Democracy - 2 foxes and a chicken taking a vote on what to eat for lunch.

Career class politicians.

Growth of Gov Expenditures:

Until 1929 (and for 150 years) Fed spending as a percent of GDP was never more than 3 percent, except during wars. State and local spending was about 7%, so that total gov spending at all levels was about 10%. If 10% is good enough for God...

Now Fed spending is over 23% of GDP, an increase of 7x, or about 700%

State, local spending is only at about 11%. Growth in gov has been at fed level.
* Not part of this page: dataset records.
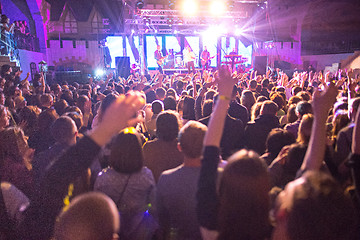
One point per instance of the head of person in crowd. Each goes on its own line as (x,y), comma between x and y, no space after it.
(207,108)
(291,114)
(157,107)
(126,152)
(305,129)
(243,194)
(76,117)
(305,96)
(314,207)
(46,100)
(46,119)
(64,130)
(353,107)
(84,103)
(60,106)
(261,99)
(247,99)
(171,93)
(190,140)
(105,104)
(303,108)
(189,108)
(89,216)
(2,98)
(29,115)
(269,108)
(167,126)
(294,100)
(278,99)
(13,145)
(160,93)
(253,85)
(169,103)
(276,140)
(210,94)
(340,120)
(255,110)
(296,90)
(4,117)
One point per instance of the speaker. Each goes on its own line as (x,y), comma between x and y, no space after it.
(122,66)
(260,63)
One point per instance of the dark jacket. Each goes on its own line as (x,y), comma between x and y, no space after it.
(40,216)
(256,132)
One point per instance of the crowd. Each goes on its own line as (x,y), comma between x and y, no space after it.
(210,155)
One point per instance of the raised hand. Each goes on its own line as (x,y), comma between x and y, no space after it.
(120,114)
(225,81)
(323,101)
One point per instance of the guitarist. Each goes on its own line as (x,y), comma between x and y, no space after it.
(159,58)
(205,59)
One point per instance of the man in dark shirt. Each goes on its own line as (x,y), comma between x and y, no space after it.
(159,58)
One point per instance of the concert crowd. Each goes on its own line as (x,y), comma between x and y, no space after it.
(210,155)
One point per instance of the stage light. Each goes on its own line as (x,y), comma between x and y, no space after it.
(238,32)
(217,7)
(190,7)
(99,72)
(172,4)
(140,4)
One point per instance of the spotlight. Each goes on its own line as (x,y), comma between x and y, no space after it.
(140,4)
(238,32)
(172,4)
(217,7)
(99,72)
(189,7)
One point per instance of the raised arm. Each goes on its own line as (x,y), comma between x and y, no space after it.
(206,196)
(322,102)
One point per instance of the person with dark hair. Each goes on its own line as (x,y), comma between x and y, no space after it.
(169,103)
(239,209)
(162,153)
(314,206)
(156,107)
(89,216)
(129,184)
(301,109)
(176,189)
(64,132)
(15,160)
(256,132)
(276,140)
(42,139)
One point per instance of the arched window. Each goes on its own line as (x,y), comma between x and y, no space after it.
(97,24)
(70,24)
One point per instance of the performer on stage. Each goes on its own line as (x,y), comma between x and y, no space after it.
(159,58)
(189,58)
(205,59)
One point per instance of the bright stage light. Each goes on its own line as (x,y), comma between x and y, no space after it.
(238,32)
(99,72)
(217,7)
(190,7)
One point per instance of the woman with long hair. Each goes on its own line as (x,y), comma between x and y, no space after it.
(129,184)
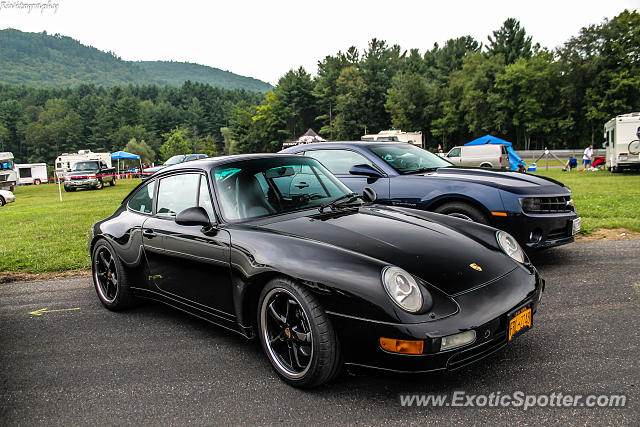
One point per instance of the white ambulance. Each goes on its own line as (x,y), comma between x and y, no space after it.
(65,161)
(622,142)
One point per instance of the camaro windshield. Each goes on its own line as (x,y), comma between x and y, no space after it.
(85,166)
(261,187)
(407,158)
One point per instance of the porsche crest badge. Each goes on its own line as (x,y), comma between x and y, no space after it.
(475,266)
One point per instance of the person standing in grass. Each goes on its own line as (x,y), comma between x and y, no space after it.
(586,158)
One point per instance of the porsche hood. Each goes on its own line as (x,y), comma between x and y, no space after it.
(434,252)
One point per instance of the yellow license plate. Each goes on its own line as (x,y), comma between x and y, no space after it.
(520,322)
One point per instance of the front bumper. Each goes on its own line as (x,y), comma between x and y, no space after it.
(538,231)
(485,310)
(85,183)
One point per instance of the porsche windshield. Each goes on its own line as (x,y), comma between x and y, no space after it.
(407,158)
(274,185)
(175,160)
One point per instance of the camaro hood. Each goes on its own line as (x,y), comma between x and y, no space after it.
(429,250)
(515,182)
(81,173)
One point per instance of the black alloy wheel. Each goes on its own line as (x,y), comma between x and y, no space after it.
(110,278)
(106,275)
(297,335)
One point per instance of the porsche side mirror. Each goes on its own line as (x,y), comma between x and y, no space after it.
(193,216)
(366,170)
(369,195)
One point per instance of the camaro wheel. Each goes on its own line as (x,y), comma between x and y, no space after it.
(296,335)
(464,211)
(110,278)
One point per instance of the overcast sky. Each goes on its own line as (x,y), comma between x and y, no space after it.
(265,39)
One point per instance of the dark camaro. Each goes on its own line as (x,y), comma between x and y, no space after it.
(275,246)
(537,211)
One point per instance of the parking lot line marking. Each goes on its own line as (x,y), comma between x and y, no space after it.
(46,310)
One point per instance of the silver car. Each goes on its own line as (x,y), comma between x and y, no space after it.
(485,156)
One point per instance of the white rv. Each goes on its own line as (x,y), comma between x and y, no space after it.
(31,173)
(622,142)
(8,176)
(65,161)
(397,135)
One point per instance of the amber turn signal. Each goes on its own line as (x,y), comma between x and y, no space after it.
(402,346)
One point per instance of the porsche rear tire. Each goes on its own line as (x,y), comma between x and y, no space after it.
(463,211)
(296,335)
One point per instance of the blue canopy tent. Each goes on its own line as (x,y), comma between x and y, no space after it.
(123,155)
(514,159)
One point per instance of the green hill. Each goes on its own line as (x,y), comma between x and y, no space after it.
(176,73)
(40,59)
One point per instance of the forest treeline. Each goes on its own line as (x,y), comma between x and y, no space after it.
(508,86)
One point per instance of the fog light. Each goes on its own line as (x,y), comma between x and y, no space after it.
(535,236)
(402,346)
(458,340)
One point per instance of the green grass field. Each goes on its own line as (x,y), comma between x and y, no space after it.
(38,233)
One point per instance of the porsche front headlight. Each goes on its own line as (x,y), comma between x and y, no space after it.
(402,288)
(510,246)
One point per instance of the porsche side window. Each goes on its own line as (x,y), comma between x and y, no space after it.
(142,201)
(338,161)
(177,193)
(454,153)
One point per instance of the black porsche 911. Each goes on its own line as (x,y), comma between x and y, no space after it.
(275,246)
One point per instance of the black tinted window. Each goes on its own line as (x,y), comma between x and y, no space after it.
(454,153)
(177,193)
(142,201)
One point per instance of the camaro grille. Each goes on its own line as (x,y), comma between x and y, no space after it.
(543,205)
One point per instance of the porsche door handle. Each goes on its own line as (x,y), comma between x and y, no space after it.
(147,232)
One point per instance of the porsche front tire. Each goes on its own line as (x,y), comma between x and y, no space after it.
(297,335)
(110,278)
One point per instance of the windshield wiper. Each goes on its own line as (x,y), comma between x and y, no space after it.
(419,170)
(342,200)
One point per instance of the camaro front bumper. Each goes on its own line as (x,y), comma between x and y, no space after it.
(539,231)
(484,310)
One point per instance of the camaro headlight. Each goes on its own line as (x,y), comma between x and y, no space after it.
(510,246)
(402,288)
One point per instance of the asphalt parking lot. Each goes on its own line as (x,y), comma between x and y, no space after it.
(154,365)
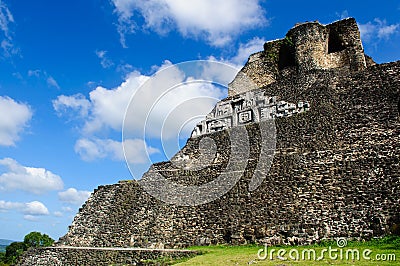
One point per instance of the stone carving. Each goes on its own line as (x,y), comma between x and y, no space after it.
(248,107)
(335,171)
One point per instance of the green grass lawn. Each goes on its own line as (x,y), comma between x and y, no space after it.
(382,252)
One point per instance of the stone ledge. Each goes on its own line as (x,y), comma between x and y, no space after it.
(68,255)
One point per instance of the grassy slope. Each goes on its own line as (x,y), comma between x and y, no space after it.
(247,255)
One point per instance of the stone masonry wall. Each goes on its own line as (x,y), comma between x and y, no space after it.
(335,173)
(66,256)
(306,47)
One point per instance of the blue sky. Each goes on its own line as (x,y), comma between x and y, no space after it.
(67,69)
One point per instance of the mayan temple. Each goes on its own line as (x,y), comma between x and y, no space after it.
(335,169)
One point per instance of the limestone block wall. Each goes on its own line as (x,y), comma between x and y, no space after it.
(335,173)
(100,256)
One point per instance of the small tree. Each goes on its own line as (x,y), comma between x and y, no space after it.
(36,239)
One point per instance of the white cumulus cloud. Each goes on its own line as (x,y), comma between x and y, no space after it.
(30,209)
(378,30)
(162,105)
(34,180)
(92,149)
(217,21)
(74,196)
(6,34)
(76,102)
(104,61)
(12,124)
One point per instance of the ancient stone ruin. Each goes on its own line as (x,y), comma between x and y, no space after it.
(335,172)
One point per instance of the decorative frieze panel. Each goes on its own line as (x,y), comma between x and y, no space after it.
(252,106)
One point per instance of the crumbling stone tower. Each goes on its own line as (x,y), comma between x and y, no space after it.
(307,46)
(335,171)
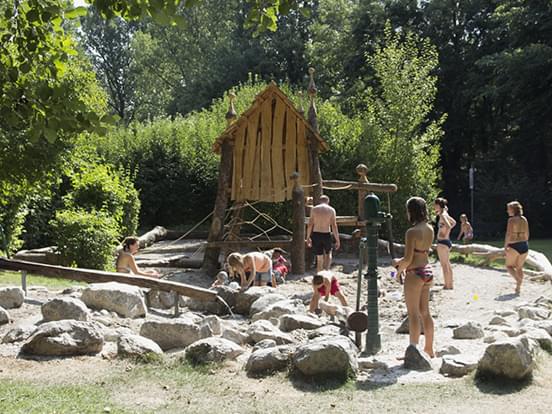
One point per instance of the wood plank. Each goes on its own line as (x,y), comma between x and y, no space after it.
(266,144)
(237,173)
(97,276)
(278,171)
(291,150)
(250,149)
(303,156)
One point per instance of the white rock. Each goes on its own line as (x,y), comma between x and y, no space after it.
(65,308)
(264,361)
(11,297)
(213,350)
(458,365)
(171,333)
(126,300)
(469,330)
(136,346)
(66,337)
(334,356)
(263,329)
(512,358)
(4,316)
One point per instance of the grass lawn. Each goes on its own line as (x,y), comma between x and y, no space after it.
(14,278)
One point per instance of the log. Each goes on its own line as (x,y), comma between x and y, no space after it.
(97,276)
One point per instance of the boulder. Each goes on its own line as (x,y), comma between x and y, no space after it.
(290,323)
(209,326)
(264,301)
(404,328)
(212,350)
(65,308)
(11,297)
(458,365)
(283,307)
(4,316)
(264,344)
(126,300)
(245,299)
(265,361)
(18,333)
(468,330)
(511,358)
(64,338)
(334,356)
(136,346)
(416,359)
(235,335)
(171,333)
(533,312)
(263,329)
(447,350)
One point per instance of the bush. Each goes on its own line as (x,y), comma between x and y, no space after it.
(85,239)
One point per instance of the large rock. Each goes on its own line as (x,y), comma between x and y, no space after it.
(245,299)
(136,346)
(4,316)
(283,307)
(469,330)
(171,333)
(326,356)
(262,329)
(63,338)
(18,333)
(534,313)
(11,297)
(458,365)
(213,350)
(512,359)
(235,335)
(265,361)
(126,300)
(264,301)
(290,323)
(416,359)
(65,308)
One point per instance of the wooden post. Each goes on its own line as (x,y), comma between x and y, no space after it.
(298,242)
(211,258)
(316,175)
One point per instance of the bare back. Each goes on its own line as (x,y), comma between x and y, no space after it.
(322,217)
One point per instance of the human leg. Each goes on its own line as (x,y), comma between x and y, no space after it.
(412,292)
(427,320)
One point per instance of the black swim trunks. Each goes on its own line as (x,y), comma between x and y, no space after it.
(321,243)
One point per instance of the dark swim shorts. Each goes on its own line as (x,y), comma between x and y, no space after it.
(321,243)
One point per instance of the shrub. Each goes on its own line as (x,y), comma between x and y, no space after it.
(85,239)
And so this can explain the emergence of the Career Class Politician.


SUMMARY OF INSIGHTS FROM PUBLIC CHOICE:
1. Democratic process can result in economic inefficiencies, such as rational ignorance, shortsightedness effect, rent-seeking, special interest groups, etc. that result in the general interest not being well-served.

2. Properly constructed constitutional rules can improve economic efficiency by aligning interests of all parties. Point: Incentives matter, political rules must promote the general welfare and economic prosperity of the country.

Examples: term limits, balanced budget amendment, expiration dates on legislation, make people pay income tax monthly, move voting day to April 16.